⑺ ニーズ(needs)とは文字どおり「必要性」のことであり、「人間生活の上で、ある充足状況が奪われている状態」と定義できる。そしてウオンツ(wants)とは、文字どおり「欲求」のことであり、「ニーズを満たした上で、特定のものを欲しいという欲望」である。自治体は、全ての住民のウオンツを満たしていくと破綻してしまう。そこで、メイン・ターゲットを設定し、彼ら彼女らのウオンツを充実させていくことが大切である。
⑻ 定住人口や交流人口を増やすひとつの視点は「『不』をなくす」ことである。つまり「『不』安があるから、その地域から住民が引っ越して出ていってしまう」のであり、「『不』満があるから、観光客がリピーター(顧客)にならない」のである。この不安や不満などの「不」をしっかりと把握し、「不」をなくすための政策づくりが求められる。代表的な「不」として、不安、不満、不平、不備、不良、不快、不振、不便、不足、不可解などがある。企業活動においては、消費者の「不」をなくすことで商品やサービスが爆発的に売れた事例は枚挙にいとまがない。この「不」をなくしていくという考えはマーケティングの原点でもある。
⑼ 地域おこし協力隊は、農村が都市住民を受け入れ委嘱する。地域おこし活動の支援や農林漁業の応援、住民の生活支援などの「地域協力活動」に従事してもらい、その地域での定住や定着を図りながら、地域の活性化に貢献することが目的である。
⑽ 2014年8月に内閣府から発表された「農山漁村に関する世論調査」によると、都市住民の農山漁村地域への定住願望は31.6%となり、前回(2005年)の調査に比べて11.0ポイント増加した。年代別で見ると、20~29歳が38.7%と最も高く、若者層の間で農山漁村地域での暮らしに憧れる傾向が高まっている結果が出ている。しかし、こうした定住を実現するために必要なこととして「医療機関の存在」(68.0%)、「仕事がある」(61.6%)、「家屋、土地を安く購入できる」(47.2%)などが挙がっている。

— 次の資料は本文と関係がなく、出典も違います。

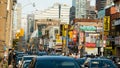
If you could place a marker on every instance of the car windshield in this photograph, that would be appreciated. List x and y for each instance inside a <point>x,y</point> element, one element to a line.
<point>56,64</point>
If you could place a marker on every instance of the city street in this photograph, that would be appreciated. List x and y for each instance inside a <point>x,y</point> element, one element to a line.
<point>59,34</point>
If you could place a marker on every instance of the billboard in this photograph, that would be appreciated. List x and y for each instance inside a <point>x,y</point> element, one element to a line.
<point>106,23</point>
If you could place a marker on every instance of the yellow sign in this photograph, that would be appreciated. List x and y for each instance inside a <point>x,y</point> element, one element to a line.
<point>106,23</point>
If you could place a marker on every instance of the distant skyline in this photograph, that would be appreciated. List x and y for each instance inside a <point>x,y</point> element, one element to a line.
<point>27,6</point>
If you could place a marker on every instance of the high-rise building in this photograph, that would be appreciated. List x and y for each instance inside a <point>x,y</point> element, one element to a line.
<point>30,24</point>
<point>80,8</point>
<point>6,18</point>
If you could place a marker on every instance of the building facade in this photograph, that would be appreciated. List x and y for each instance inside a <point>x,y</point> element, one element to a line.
<point>80,8</point>
<point>6,19</point>
<point>57,11</point>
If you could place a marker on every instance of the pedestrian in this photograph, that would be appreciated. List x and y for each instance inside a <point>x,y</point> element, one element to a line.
<point>10,57</point>
<point>10,66</point>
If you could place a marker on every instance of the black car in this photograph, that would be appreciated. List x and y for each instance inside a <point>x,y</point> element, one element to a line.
<point>53,62</point>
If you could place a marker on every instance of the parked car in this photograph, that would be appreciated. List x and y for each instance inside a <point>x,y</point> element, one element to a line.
<point>25,58</point>
<point>98,63</point>
<point>80,61</point>
<point>53,62</point>
<point>26,64</point>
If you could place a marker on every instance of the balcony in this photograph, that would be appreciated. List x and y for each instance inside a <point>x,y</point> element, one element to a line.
<point>14,2</point>
<point>115,16</point>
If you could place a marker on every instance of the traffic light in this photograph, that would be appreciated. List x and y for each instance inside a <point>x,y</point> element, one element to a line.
<point>70,33</point>
<point>17,35</point>
<point>57,36</point>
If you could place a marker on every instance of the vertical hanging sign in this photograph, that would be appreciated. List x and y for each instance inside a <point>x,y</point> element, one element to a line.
<point>106,23</point>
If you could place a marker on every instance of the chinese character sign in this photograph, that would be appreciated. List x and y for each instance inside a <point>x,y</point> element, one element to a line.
<point>106,23</point>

⑾ 伊達市の取組は、次の文献を参照されたい。桐山秀樹『この街は、なぜ元気なのか?北海道伊達市モデル』かんき出版(2008年)。
⑿ 自治体外のシンクタンクやコンサルタント会社などにおんぶにだっこシティプロモーションがある。シティプロモーションは「都市・地域の売り込み」であり、そのためには自分たちの自治体の魅力を語らなくてはいけない。魅力を語ることは外部のシンクタンクやコンサルタント会社には難しいことである。また、外部に依存体質のシティプロモーションは画竜点睛を欠くだろう。それは偽装シティプロモーションである。少なくとも、シティプロモーションに関する行政計画くらいは、自分たちの力で策定してほしいものである。